=====Counting the characters in a Unicode string=====

//by Richard Russell, March 2010//\\ \\ //BBC BASIC for Windows// provides native support for the [[http://en.wikipedia.org/wiki/Unicode|Unicode]] Basic Multilingual Plane, allowing you to work with, output and print a wide range of foreign-language and other character sets with very little extra effort. The main [[http://www.bbcbasic.co.uk/bbcwin/manual/bbcwin2.html#utf8|Help documentation]] describes how to enable Unicode support.\\ \\  The Unicode encoding used by //BBC BASIC for Windows// is [[http://en.wikipedia.org/wiki/UTF-8|UTF-8]]. This is used in preference to other encodings (for example UTF-16) for the following reasons:

  * UTF-8 is represented as a //byte stream//, which is compatible with BBC BASIC's string variables, functions and operators.
  * Regular 7-bit ASCII text is represented identically in UTF-8 and ANSI, making it extremely easy to work with such text.
  * UTF-8 is compatible with BBC BASIC's [[http://www.bbcbasic.co.uk/bbcwin/manual/bbcwin8.html#intro8|VDU codes]]; you can mix UTF-8 text and VDU sequences in the same string and PRINT them.
  * You can embed UTF-8 text within a program as string constants or DATA statements (although they will not display as expected in the program editor); UTF-16 cannot be used in this way.
  * UTF-8 has only one version, whereas UTF-16 is byte-order dependent (it has little-endian and big-endian versions).
  * UTF-8 is the preferred Unicode encoding for emails and web pages.
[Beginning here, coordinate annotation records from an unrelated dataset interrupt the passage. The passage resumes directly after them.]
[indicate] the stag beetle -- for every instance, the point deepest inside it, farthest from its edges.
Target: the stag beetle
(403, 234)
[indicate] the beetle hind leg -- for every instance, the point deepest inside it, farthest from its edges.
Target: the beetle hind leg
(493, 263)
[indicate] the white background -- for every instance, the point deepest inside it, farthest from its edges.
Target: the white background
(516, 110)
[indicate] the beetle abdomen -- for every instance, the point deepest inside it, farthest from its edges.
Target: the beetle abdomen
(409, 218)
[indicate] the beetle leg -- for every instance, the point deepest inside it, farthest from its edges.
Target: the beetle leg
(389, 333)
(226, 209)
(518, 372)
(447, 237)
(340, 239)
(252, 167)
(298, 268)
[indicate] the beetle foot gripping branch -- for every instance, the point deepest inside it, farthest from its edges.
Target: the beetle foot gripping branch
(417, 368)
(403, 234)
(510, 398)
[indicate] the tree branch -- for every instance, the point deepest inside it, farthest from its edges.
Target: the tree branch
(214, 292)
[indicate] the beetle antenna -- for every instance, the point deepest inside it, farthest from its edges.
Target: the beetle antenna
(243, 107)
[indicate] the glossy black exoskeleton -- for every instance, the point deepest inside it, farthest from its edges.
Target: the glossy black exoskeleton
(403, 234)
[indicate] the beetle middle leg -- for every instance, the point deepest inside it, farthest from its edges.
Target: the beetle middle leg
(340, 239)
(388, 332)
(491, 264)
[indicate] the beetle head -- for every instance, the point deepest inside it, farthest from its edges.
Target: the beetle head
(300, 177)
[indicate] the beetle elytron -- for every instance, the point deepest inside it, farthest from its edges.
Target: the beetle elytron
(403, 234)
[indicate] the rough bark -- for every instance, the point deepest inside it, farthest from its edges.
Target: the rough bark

UTF-8 has only one significant disadvantage compared with UTF-16: it is a variable-length encoding. That means you cannot determine the number of characters in a string using the **LEN** function (it returns the length in bytes, not in characters). Similarly, the **COUNT** function and features that depend on it (i.e. the **WIDTH** statement and the **TAB(x)** function) won't necessarily work as expected. Note that in any case COUNT, WIDTH and TAB(x) aren't generally useful when a **proportionally spaced** font is in use.\\ \\  To overcome this disadvantage the function **FNulen** is listed below. This takes as a parameter a Unicode (UTF-8) string, and returns the length of the string in characters:

<code bb4w>
        DEF FNulen(U$)
        LOCAL L%
        CP_UTF8 = 65001
        SYS "MultiByteToWideChar", CP_UTF8, 0, U$, LEN(U$), 0, 0 TO L%
        = L%
</code>

If passed a string containing only 7-bit ASCII text, the function will return the same value as **LEN(U$)**.\\ \\  If you need to know the **extent** (that is, the physical width and height) of a Unicode (UTF-8) string, such as you might if you want to centre it on the screen or a printout, you can use the following procedure:

<code bb4w>
        DEF PROCuextent(hdc%, U$, size{})
        LOCAL L%, U%
        L% = FNulen(U$)
        DIM U% LOCAL 2*L%
        U% = (U% + 1) AND -2
        SYS "MultiByteToWideChar", CP_UTF8, 0, U$, LEN(U$), U%, L%
        SYS "GetTextExtentPoint32W", hdc%, U%, L%, size{}
        ENDPROC
</code>

If passed a string containing only 7-bit ASCII text, the procedure will return the same size as **GetTextExtentPoint32**.